Indiferencia

Lo llevan repitiendo sin cesar todos los supervivientes de la Shoá: lo peor no fue el odio, lo peor fue la indiferencia. Porque lo contrario del amor no es el odio, es la indiferencia. El que no quiere ver, el que no quiere oír, el que no quiere hablar. El que se calla ante la injusticia. El que mira hacia otro lado. Les explico una historia personal que me interpela, y que de momento no tengo bien encarada. Cada mañana me cruzo con un vagabundo, bien vestido. Tan blanco como yo o más. Está sentado toda la jornada en un banco en la calle bebiendo cerveza. Nunca le he visto hablar, ni hacer otra cosa que no sea beber o mirar la gente que pasa. Yo incluida. Confieso que su presencia diaria me interpela... Que es un eufemismo para decir «me molesta». Decido cambiar de acera para no verle cada día. Para que su presencia no me recuerde que entre él y yo hay un filo de navaja de distancia. Que nadie está a salvo de la indigencia, de la pobreza, de la soledad.
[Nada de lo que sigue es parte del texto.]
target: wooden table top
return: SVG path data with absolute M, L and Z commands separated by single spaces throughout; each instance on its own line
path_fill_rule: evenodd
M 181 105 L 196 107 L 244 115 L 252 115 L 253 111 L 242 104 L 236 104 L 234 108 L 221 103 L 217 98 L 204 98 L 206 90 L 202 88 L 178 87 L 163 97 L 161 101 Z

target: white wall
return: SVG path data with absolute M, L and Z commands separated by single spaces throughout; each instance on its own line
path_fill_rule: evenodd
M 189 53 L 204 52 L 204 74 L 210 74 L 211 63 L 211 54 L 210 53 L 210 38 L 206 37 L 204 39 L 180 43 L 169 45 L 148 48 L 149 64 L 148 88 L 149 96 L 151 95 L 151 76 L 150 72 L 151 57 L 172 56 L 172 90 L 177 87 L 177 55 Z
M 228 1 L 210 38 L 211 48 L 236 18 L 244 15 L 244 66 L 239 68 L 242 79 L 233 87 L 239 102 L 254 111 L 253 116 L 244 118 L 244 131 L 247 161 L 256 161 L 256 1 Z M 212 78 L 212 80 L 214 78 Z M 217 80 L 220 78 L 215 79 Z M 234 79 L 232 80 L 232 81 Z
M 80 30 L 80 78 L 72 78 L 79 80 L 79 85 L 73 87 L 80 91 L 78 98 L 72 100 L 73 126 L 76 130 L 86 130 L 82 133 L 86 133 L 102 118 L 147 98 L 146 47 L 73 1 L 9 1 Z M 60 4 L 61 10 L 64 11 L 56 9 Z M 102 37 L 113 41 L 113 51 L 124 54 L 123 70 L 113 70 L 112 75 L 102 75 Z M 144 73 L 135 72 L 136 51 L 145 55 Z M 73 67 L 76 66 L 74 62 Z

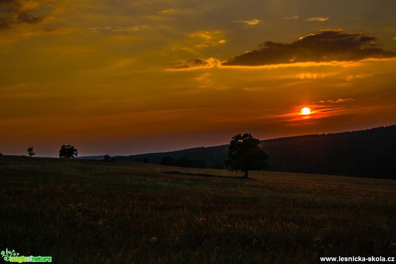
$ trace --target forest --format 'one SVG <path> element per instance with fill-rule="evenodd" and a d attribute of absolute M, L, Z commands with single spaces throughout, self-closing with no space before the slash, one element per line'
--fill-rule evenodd
<path fill-rule="evenodd" d="M 160 164 L 165 157 L 194 159 L 206 167 L 225 168 L 229 145 L 166 152 L 116 156 L 118 160 Z M 261 141 L 268 170 L 396 179 L 396 125 L 364 130 L 308 135 Z"/>

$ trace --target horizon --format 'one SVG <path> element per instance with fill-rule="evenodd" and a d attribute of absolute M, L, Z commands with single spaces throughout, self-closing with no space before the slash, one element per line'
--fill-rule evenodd
<path fill-rule="evenodd" d="M 396 123 L 394 0 L 9 0 L 0 12 L 4 155 L 57 157 L 63 144 L 134 155 Z"/>
<path fill-rule="evenodd" d="M 334 133 L 348 133 L 348 132 L 355 132 L 355 131 L 364 131 L 364 130 L 371 130 L 371 129 L 375 129 L 377 128 L 379 128 L 379 127 L 387 127 L 391 126 L 392 126 L 392 125 L 396 125 L 396 124 L 391 124 L 391 125 L 384 125 L 384 126 L 377 126 L 377 127 L 369 127 L 369 128 L 366 128 L 366 129 L 357 129 L 357 130 L 350 130 L 350 131 L 343 131 L 335 132 L 329 132 L 329 133 L 314 133 L 314 134 L 307 134 L 300 135 L 291 135 L 291 136 L 285 136 L 285 137 L 280 137 L 270 138 L 268 138 L 268 139 L 259 139 L 259 140 L 260 141 L 265 141 L 265 140 L 273 140 L 273 139 L 282 139 L 282 138 L 287 138 L 287 137 L 303 137 L 303 136 L 310 136 L 310 135 L 330 135 L 331 134 L 334 134 Z M 175 150 L 165 150 L 165 151 L 158 151 L 158 152 L 143 152 L 143 153 L 136 153 L 136 154 L 114 154 L 114 155 L 109 155 L 109 156 L 110 157 L 112 157 L 112 156 L 114 156 L 115 157 L 115 156 L 135 156 L 135 155 L 145 155 L 145 154 L 153 154 L 153 153 L 167 153 L 167 152 L 173 152 L 173 151 L 179 151 L 184 150 L 187 150 L 187 149 L 192 149 L 192 148 L 210 148 L 210 147 L 216 147 L 216 146 L 224 146 L 224 145 L 226 145 L 229 144 L 230 144 L 230 142 L 228 142 L 228 143 L 226 143 L 223 144 L 218 144 L 218 145 L 211 145 L 211 146 L 196 146 L 191 147 L 190 147 L 190 148 L 181 148 L 181 149 L 175 149 Z M 34 148 L 34 147 L 33 147 L 33 148 Z M 60 149 L 60 147 L 59 147 L 59 149 Z M 78 150 L 78 149 L 77 149 L 77 150 Z M 8 155 L 8 156 L 27 156 L 27 155 L 26 155 L 26 154 L 8 154 L 8 153 L 4 154 L 4 153 L 2 153 L 2 154 L 5 155 Z M 59 154 L 59 153 L 58 153 L 58 154 Z M 81 156 L 81 155 L 80 155 L 80 156 L 77 156 L 77 157 L 76 157 L 75 158 L 80 158 L 84 157 L 96 157 L 96 156 L 104 156 L 106 155 L 108 155 L 108 154 L 99 154 L 93 155 L 83 155 L 83 156 Z M 40 155 L 36 155 L 36 154 L 35 154 L 32 156 L 33 157 L 38 157 L 38 158 L 59 158 L 59 154 L 57 155 L 56 156 L 40 156 Z"/>

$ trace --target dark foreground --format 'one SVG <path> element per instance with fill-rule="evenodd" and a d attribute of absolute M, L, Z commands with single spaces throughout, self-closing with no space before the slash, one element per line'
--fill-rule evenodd
<path fill-rule="evenodd" d="M 56 263 L 396 257 L 396 180 L 249 175 L 3 156 L 0 251 Z"/>

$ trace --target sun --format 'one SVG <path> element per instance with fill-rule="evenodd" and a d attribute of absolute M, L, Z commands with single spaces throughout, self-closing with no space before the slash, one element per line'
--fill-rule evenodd
<path fill-rule="evenodd" d="M 311 113 L 311 110 L 308 107 L 304 107 L 301 110 L 302 114 L 309 114 Z"/>

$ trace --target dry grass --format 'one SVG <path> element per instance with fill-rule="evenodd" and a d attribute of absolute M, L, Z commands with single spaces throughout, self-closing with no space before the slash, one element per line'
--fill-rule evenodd
<path fill-rule="evenodd" d="M 57 263 L 396 256 L 396 181 L 271 172 L 235 178 L 242 176 L 4 156 L 0 249 Z"/>

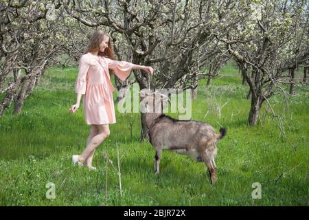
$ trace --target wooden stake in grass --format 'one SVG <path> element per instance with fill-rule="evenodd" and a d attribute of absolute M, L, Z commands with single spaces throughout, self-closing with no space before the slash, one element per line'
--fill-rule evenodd
<path fill-rule="evenodd" d="M 108 164 L 108 157 L 107 153 L 104 153 L 105 159 L 105 196 L 107 197 L 107 167 Z"/>
<path fill-rule="evenodd" d="M 120 172 L 120 160 L 119 159 L 119 148 L 118 144 L 116 143 L 117 146 L 117 161 L 118 163 L 118 176 L 119 176 L 119 188 L 120 189 L 120 197 L 122 197 L 122 173 Z"/>

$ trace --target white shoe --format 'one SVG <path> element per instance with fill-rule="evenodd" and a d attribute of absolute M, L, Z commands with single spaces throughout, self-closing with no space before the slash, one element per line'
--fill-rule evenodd
<path fill-rule="evenodd" d="M 90 167 L 89 167 L 89 168 L 90 170 L 97 170 L 97 168 L 95 167 L 95 166 L 90 166 Z"/>
<path fill-rule="evenodd" d="M 78 158 L 80 157 L 80 155 L 73 155 L 72 156 L 72 164 L 73 165 L 78 165 L 78 166 L 82 166 L 82 164 L 78 160 Z"/>

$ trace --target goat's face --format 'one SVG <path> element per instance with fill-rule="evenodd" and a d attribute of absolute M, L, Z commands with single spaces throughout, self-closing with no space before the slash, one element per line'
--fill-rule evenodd
<path fill-rule="evenodd" d="M 140 92 L 141 111 L 142 113 L 162 113 L 168 106 L 168 97 L 157 91 L 142 89 Z"/>

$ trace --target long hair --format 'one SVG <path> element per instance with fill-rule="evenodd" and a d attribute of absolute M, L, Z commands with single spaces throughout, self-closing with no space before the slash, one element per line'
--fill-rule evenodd
<path fill-rule="evenodd" d="M 103 41 L 104 36 L 107 36 L 108 37 L 108 47 L 105 48 L 104 52 L 102 52 L 99 50 L 99 48 L 100 44 Z M 113 52 L 113 45 L 111 44 L 111 37 L 108 34 L 104 32 L 102 30 L 97 30 L 93 33 L 91 38 L 90 38 L 90 42 L 84 54 L 97 51 L 98 51 L 98 55 L 99 56 L 107 57 L 110 59 L 115 60 L 115 56 Z M 111 76 L 113 74 L 113 72 L 111 70 L 110 76 Z"/>

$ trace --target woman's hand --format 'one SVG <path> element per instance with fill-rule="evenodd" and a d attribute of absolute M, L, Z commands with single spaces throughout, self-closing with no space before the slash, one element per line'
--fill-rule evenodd
<path fill-rule="evenodd" d="M 71 113 L 73 113 L 76 111 L 77 109 L 80 107 L 80 103 L 74 104 L 71 107 L 71 108 L 69 109 L 69 112 Z"/>
<path fill-rule="evenodd" d="M 152 67 L 144 67 L 143 68 L 143 70 L 147 72 L 148 74 L 152 75 L 153 74 L 153 69 Z"/>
Nadie. Cambio de calle y así creo que no va a pasar nada. Pero pasa. Porque afortunadamente me educaron bien. Mis padres no me enseñaron a ser indiferente. Así que vuelvo por mis pasos, cruzo la calle y paso de nuevo delante de él. Pero no le miro, evito cruzar la mirada. Eso ya sería demasiado. Y mascullo unas palabras estilo «otra vez aquí». Pero aún no lo he saludado, que sería la opción correcta. Aún me puede la indiferencia.